Indian IT majors have not succeeded in consulting: Indian IT majors have been working hard to strengthen the consultancy practice. They want to strengthen relationships with customers in key markets like US and Europe. Lodestone Management Consultants, headquartered in Zurich, is a global consulting firm advising international companies on strategy and IT transformation. The company employs local consultants in key markets.

 

Growth problems: Major IT services companies in India are facing growth challenges. Indian companies want to get more high-value jobs than the ones they get now from US corporations. IT consulting brings larger contracts and better pricing per contract. During the quarterly results announced recently, companies have indicated pressure on pricing where customers demanded low price per contract.

 

Competition: Over the past few years, the advantage Indian companies had over Accenture, IBM Global Services and Capgemini of providing a global delivery model with Indian costs is diminishing. The net income per employee, an indicator of the profit an IT services company makes per employee, is almost the same now for Infosys and Accenture. This means Accenture is able to offer the same global delivery model profitably. It also allows Accenture (IBM and Capgemini) to maintain control over prized Fortune 500 clients where a comfortable relationship already exists. By acquiring more consultants, Indian IT firms could strengthen their offering to customers .

 

Expansion in US and Europe: With US businesses still accounting for two-thirds of Indian IT services revenue, any trouble with the US economy is expected to hurt prospects for business of Indian IT services majors like Infosys, TCS, HCL Tech and Wipro.
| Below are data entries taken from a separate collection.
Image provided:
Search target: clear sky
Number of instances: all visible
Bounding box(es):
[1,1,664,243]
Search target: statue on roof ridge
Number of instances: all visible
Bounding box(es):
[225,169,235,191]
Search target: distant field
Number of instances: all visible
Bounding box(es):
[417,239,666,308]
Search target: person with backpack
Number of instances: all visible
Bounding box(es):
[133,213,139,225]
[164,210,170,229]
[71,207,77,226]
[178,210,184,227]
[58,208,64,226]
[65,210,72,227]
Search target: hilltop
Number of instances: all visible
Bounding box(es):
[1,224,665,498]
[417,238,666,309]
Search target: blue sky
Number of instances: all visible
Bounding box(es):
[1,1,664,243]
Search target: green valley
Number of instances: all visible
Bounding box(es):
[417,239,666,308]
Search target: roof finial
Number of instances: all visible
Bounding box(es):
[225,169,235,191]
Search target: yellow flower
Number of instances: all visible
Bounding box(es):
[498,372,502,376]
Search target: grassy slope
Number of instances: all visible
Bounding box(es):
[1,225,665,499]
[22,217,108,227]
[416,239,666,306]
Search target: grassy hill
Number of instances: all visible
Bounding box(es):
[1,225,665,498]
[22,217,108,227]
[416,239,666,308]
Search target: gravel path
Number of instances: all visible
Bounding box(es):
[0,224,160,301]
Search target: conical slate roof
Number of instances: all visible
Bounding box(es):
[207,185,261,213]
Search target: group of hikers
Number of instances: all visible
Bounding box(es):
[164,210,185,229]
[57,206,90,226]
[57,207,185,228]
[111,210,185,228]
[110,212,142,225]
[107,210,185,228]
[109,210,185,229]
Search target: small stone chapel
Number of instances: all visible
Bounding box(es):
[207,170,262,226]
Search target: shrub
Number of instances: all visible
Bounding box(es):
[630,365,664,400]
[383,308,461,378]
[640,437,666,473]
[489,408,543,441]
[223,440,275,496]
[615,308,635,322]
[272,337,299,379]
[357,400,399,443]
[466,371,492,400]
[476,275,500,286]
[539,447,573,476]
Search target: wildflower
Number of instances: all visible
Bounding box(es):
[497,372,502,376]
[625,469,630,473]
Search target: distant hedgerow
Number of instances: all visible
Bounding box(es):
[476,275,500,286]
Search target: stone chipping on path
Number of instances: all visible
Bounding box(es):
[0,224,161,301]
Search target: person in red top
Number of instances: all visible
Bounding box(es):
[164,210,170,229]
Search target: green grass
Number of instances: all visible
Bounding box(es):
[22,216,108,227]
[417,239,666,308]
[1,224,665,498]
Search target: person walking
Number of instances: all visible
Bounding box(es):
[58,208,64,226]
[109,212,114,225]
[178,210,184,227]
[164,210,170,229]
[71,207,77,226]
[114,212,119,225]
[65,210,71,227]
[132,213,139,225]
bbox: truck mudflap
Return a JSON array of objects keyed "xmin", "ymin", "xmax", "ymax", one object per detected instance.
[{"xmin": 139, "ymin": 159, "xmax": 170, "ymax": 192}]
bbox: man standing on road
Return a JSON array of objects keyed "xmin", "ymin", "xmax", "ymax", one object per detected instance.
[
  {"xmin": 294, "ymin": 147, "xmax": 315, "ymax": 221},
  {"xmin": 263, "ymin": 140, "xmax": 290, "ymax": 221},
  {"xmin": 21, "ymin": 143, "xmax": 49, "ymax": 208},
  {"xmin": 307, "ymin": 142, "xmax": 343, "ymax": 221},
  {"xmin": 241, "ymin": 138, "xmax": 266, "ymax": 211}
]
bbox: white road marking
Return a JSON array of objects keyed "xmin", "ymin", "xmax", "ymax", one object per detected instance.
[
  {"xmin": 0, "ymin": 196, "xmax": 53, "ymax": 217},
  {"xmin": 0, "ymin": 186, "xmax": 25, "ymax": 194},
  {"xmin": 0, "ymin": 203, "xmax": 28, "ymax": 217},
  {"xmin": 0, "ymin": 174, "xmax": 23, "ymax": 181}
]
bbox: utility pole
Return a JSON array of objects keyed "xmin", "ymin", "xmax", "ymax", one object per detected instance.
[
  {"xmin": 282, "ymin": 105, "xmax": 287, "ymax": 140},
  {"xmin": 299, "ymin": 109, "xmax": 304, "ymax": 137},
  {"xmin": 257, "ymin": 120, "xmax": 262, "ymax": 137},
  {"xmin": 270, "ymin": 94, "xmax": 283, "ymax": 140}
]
Indian companies would have to hire local talent that could bring in a large size business deal to them. Infosys plans to hire 1,200 people in 2012-13 in US. The pressure on growth could push Indian companies to hire more people onshore in US. This means paying more to the staff according to US pay standards and increasing overall costs. An acquisition of a company like Loadstone could give Indian companies faster access to clients.

 


Cash use: Indian companies have to use cash on their balance sheet. Infosys and Wipro are sitting on a cash pile of close to Rs 35,000 crore between them. They need to deploy this money to grow the business. It is not enough to snap up large consultancy firms and move directly into the big league. But it is good enough to buy smaller firms like Loadstone.